Hey, since you brought up Mahler, let me pose a question to you. Do you agree with me that Mahler's Sixth Symphony is, somehow, a prophecy, in musical form, of the 20th century?

Rick Darby said...

Pastorius,

The Mahler Sixth is an enigma to me. It's widely considered to be his most "tragic" or "pessimistic," mainly because of those hammer blows in the final movement and the one that ends the symphony. The large number of brass and percussion instruments he called for in the orchestra and the march sections seem to eerily anticipate the Great War and perhaps the others that followed.

Yet there is also content that seems to suggest otherwise: the "Alma" theme in the first movement, and one of his loveliest and most romantic interludes, the Andante.

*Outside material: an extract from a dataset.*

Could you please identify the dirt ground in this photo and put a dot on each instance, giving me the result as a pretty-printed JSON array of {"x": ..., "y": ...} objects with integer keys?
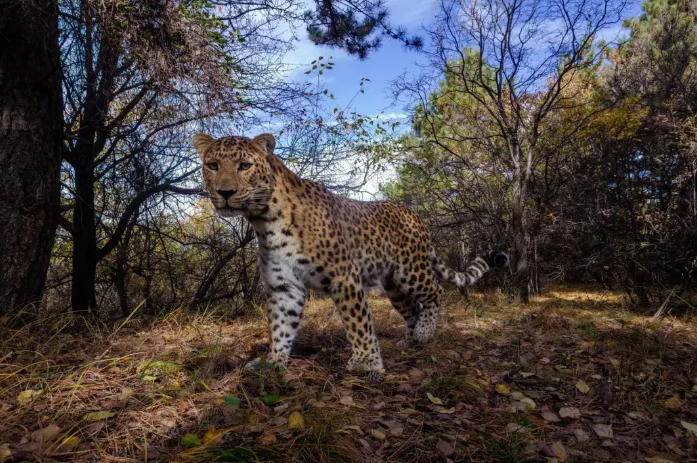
[{"x": 571, "y": 377}]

Even much of the finale sounds hopeful to me (depending somewhat on who's conducting -- the versions in my collection are led by Karajan and Haitink). I guess the meaning depends largely on whether you think the hammer blows negate the sweeter side of the symphony.

Whatever premonitions Mahler had concerning the course the new century would take, he was probably writing above all about the state of his own mind and soul, as I think he almost always did.

Pastorius said...

Oh yes, I don't mean to say that I think he meant the work to be prophetic. However, at the same time, I'm guessing he must have been familiar with the work of Friedrich Nietzsche. I'm guessing there was some influence.